A shortage of homes and the rising cost of housing is pushing more people into homelessness and the government must come up with a renewed cross-departmental strategy to tackle the crisis.
Councils should also have more duties to support those who approach them for housing help because some are "treating homeless people in ways that are dismissive and at times discriminatory".
These were the conclusions of a report on homelessness by MPs on the Communities and Local Government Committee, the result of an inquiry started in December 2015. It was the first of such inquiries by a House of Commons select committee in a decade.
"No one should be homeless in Britain today, but the reality is that more and more people find themselves on the streets, in night shelters or going from sofa to sofa to keep a roof over their heads," observed Clive Betts, a Labour MP and chairman of the committee.
"They are often driven there by the availability and cost of housing and have been failed by front-line support services along the way.
"The scale of homelessness is now such that a renewed government strategy is a must. It needs to not only help those who are homeless but also prevent those vulnerable families and individuals who are at risk of becoming homeless from joining them. All departments will need to subscribe to this common approach and contribute to ending homelessness."
In what it describes as "unusual", the committee will sponsor and scrutinise a private member's bill from one of its own members, the Conservative MP Bob Blackman. The Homelessness Reduction Bill will be published shortly.
Government figures show there were 29,120 applications to local authorities for emergency assistance with housing in the first quarter of 2016. Of those, 14,780 were accepted as having an urgent need for temporary housing because they were at risk of homelessness, a 9% increase over the year.
But the MPs' report said official statistics were not robust enough or providing the clearest picture of homelessness in the country, which is worse than the data suggests.
Some of these "hidden homeless" do not approach local authorities for help, such as those living on the sofas of friends and family. Others are turned away by councils before making formal applications for help so are also not recorded by the official statistics.
The report said one of the "major" drivers of rising homelessness is the ending of Assured Shorthold Tenancies in the private rented sector, when landlords decide whether or not to renew the contracts of their tenants. Nearly a third of homelessness applications are the result of the loss of a shorthold tenancy, up from 13% a decade previously.
"An increasing proportion of our clients seem to be employed, part-time, possibly low-waged, but have ended up losing a private sector tenancy," the housing lawyer Giles Peaker told the inquiry. "It is often a rent increase, and that is it."
These issues are compounded by a shortage of social housing and welfare cuts, said the report. Part of the government's welfare reforms has been the payment of housing benefit directly to tenants, who are then responsible for paying the rent. MPs called for a return to a system that pays housing benefit directly to landlords to reduce the risk of tenants falling into arrears.

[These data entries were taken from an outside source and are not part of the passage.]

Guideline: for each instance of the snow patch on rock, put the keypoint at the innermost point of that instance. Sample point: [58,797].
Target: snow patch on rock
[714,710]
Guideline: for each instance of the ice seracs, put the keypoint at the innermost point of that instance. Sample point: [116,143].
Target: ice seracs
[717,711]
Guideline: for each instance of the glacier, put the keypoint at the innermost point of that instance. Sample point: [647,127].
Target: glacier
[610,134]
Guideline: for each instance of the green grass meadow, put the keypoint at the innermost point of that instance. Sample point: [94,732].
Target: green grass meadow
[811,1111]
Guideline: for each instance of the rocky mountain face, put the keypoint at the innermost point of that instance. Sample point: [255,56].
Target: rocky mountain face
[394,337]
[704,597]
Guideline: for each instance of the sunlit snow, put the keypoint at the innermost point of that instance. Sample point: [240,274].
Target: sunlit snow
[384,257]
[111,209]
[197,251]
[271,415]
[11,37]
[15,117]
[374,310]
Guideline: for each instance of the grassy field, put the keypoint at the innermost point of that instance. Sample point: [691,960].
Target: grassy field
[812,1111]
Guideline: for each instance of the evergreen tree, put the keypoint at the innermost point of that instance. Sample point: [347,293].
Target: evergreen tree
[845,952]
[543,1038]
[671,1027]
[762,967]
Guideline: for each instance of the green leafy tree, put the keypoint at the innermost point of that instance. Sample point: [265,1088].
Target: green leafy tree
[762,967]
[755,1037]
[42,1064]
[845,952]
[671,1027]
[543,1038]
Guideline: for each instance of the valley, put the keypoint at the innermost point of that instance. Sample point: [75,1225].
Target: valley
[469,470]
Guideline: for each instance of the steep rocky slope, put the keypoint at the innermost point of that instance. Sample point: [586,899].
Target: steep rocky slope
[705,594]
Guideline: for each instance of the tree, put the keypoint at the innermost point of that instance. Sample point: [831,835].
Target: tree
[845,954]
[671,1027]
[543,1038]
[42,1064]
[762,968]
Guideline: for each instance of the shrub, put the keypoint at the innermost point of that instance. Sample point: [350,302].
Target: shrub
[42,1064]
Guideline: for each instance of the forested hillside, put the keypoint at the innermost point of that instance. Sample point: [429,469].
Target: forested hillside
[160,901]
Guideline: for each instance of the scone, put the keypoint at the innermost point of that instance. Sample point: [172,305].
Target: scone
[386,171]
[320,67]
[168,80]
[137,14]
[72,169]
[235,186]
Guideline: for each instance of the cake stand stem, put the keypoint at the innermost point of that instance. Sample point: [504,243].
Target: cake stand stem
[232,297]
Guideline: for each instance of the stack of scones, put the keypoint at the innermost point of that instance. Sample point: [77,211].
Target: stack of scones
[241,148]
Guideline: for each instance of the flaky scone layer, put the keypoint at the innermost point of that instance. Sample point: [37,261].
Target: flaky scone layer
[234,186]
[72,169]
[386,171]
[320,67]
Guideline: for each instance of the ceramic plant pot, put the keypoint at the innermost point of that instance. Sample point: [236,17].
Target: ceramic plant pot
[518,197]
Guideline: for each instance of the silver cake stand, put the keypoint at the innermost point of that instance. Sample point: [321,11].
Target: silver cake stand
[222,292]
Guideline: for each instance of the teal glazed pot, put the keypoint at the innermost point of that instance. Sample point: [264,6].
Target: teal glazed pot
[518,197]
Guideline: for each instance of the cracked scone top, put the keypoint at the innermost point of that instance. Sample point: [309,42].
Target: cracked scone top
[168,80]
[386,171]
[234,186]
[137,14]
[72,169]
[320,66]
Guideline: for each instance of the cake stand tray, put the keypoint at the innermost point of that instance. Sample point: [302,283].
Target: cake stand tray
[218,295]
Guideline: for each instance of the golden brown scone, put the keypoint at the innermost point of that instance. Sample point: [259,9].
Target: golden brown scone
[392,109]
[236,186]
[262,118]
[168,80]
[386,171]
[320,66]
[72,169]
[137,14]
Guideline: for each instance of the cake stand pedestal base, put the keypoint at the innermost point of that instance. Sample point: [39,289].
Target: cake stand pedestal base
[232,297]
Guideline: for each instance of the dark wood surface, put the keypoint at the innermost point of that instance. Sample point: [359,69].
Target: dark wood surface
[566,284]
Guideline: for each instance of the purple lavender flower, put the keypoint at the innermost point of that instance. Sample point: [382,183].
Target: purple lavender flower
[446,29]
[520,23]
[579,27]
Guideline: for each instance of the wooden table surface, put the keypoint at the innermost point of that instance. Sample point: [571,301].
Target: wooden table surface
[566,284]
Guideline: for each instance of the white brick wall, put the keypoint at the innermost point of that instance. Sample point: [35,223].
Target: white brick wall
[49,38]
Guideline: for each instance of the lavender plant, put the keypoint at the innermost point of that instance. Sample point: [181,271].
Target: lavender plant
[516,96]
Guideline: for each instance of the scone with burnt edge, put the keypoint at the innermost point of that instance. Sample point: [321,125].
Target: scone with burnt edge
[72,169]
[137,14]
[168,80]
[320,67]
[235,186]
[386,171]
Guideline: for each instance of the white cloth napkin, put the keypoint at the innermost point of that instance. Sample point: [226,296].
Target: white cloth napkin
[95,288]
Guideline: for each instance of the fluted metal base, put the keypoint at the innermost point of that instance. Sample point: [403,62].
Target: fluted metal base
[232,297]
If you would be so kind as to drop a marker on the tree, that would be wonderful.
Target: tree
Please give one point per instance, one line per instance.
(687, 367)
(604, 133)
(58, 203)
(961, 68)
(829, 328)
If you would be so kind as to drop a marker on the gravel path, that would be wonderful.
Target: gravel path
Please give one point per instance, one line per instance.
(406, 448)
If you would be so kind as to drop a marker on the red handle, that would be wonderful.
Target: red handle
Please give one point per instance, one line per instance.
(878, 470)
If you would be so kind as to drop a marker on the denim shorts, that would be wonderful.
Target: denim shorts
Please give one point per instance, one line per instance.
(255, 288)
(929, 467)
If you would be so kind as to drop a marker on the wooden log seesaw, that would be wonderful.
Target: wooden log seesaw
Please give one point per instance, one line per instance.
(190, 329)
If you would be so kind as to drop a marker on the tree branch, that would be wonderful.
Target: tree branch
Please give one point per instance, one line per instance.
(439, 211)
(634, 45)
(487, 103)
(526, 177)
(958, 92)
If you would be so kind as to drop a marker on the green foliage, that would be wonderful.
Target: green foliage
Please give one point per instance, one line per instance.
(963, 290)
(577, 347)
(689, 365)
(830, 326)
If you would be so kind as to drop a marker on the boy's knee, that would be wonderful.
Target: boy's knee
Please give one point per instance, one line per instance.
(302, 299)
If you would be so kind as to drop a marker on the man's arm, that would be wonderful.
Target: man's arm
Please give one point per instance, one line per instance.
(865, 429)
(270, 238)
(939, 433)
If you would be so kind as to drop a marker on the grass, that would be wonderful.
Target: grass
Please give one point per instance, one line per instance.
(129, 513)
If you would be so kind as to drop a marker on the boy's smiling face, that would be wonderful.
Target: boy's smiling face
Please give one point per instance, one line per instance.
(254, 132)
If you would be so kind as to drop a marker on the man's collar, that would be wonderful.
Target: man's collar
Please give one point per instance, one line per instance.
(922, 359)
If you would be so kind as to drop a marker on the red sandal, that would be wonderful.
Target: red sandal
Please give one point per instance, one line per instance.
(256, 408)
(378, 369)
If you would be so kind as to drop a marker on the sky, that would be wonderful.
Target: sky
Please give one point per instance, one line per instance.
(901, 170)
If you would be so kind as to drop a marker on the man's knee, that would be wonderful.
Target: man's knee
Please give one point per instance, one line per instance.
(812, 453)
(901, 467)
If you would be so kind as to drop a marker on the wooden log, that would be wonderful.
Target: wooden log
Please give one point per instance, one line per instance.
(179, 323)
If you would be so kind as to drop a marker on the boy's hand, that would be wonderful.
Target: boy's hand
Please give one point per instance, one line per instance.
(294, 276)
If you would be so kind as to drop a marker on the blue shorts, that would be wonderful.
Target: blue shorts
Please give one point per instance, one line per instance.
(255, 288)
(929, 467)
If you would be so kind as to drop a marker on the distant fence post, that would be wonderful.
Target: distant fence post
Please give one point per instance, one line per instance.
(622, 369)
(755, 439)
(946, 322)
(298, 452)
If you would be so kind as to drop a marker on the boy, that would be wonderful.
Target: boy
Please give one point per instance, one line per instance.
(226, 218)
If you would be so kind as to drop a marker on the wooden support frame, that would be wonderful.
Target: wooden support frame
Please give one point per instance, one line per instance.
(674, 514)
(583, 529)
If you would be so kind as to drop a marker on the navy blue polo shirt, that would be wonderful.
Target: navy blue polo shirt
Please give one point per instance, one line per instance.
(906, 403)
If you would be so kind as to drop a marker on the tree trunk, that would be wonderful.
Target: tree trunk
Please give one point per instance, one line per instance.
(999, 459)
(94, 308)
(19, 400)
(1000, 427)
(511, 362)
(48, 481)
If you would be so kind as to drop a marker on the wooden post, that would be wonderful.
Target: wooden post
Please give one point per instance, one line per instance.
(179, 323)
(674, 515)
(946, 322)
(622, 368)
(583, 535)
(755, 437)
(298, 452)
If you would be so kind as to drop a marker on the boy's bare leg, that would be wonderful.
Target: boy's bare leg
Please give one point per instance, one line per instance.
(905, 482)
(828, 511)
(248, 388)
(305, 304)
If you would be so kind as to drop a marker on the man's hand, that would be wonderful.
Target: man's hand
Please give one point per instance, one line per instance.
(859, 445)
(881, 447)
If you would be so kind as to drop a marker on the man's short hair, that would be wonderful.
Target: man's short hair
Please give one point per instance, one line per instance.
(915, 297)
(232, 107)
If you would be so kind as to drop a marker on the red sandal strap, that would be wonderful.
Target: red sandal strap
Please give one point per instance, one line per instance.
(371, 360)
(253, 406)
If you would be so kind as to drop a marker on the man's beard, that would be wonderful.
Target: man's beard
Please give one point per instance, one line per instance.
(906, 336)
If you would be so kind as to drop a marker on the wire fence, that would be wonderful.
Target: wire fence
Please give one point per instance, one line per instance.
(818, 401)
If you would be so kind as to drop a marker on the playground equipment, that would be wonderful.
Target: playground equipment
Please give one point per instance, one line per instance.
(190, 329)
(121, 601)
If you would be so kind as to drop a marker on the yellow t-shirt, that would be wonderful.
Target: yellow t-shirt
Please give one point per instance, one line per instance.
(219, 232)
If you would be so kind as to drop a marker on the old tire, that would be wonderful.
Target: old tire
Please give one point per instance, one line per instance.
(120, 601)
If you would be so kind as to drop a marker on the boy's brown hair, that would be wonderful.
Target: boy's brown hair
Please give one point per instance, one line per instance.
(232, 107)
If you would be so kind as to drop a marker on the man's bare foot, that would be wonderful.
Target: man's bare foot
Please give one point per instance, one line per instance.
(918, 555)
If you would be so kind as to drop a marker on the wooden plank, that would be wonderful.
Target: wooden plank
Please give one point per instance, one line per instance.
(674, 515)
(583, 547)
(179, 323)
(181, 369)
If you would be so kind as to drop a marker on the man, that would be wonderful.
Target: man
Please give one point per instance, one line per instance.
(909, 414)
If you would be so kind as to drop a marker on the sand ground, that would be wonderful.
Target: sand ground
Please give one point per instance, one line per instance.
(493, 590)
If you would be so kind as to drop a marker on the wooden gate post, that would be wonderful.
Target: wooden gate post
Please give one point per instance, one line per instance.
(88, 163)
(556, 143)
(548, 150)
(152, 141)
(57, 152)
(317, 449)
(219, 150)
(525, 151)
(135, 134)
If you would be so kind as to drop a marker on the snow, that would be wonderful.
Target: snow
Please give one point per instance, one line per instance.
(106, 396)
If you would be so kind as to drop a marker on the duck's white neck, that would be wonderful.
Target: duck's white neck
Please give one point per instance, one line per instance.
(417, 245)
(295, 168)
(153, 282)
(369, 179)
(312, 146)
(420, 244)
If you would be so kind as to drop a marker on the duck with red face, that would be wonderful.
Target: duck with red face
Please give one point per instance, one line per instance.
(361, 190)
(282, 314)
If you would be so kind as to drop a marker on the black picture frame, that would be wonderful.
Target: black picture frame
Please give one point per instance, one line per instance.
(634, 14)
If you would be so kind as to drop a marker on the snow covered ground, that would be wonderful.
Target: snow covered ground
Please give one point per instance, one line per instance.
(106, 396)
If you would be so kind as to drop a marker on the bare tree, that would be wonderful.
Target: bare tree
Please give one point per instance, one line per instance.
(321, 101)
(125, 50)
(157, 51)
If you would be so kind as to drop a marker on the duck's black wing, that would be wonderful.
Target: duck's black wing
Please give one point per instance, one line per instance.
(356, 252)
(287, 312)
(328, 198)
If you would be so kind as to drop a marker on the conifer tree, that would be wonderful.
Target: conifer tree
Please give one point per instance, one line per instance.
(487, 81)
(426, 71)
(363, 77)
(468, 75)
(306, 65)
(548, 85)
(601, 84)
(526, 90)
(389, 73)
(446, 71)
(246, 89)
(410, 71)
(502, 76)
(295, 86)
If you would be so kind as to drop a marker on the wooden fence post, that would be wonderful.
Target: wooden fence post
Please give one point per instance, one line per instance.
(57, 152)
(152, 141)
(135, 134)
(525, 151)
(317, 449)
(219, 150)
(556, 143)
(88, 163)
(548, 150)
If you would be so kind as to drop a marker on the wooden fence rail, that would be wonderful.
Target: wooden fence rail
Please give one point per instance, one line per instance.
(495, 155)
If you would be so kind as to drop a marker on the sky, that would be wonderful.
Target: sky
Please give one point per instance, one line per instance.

MPs also called for a review of the resources allocated to support those most vulnerable, including people with mental health issues and victims of domestic violence, so funding is used most effectively and increased where needed to prevent homelessness among these groups.
'Unacceptable' service for homeless
The report criticised the variation in quality between local councils of the work to tackle homelessness and support those in housing need. It urged the government to "review and reinforce" its Code of Practice for councils to "to ensure a sympathetic and sensitive service".
There should be "a statutory duty to provide meaningful support to single homeless people who can prove a local connection", argued MPs.
"We have received too much evidence of councils and their staff treating homeless people in ways that are dismissive and at times discriminatory," the report stated. "This is unacceptable ... Services should put users first with a compassionate approach that gives individuals an element of choice and autonomy."
"Local government can succeed in reducing homelessness if given the funding and powers to bring together local housing, health, justice, and employment partners, to address the gaps between household incomes and spiralling rents, and to resume their historic role as a major builder of affordable homes," said Nick Forbes, senior vice chairman at the Local Government Association, which represents councils.
"The extension of legal duties on councils, as supported by the committee, would need to be accompanied by sufficient powers and funding from the government, as part of a coherent national strategy. Without this, councils will continue to find it difficult to deliver on our ambitions to end homelessness."
"Statutory homelessness remains less than half the 2003-04 peak, however, one person without a home is one too many," said a spokesman for the government.
"As a government that works for everyone, not just the privileged few, we are investing over £500m to both tackle homelessness and prevent it happening in the first place. We also continue to spend around £90bn a year on working age benefits, to ensure a strong safety net for the most vulnerable.
"The report recognises the causes of homelessness are varied and complex, so across government we are considering how to improve services, including around mental health and addiction support."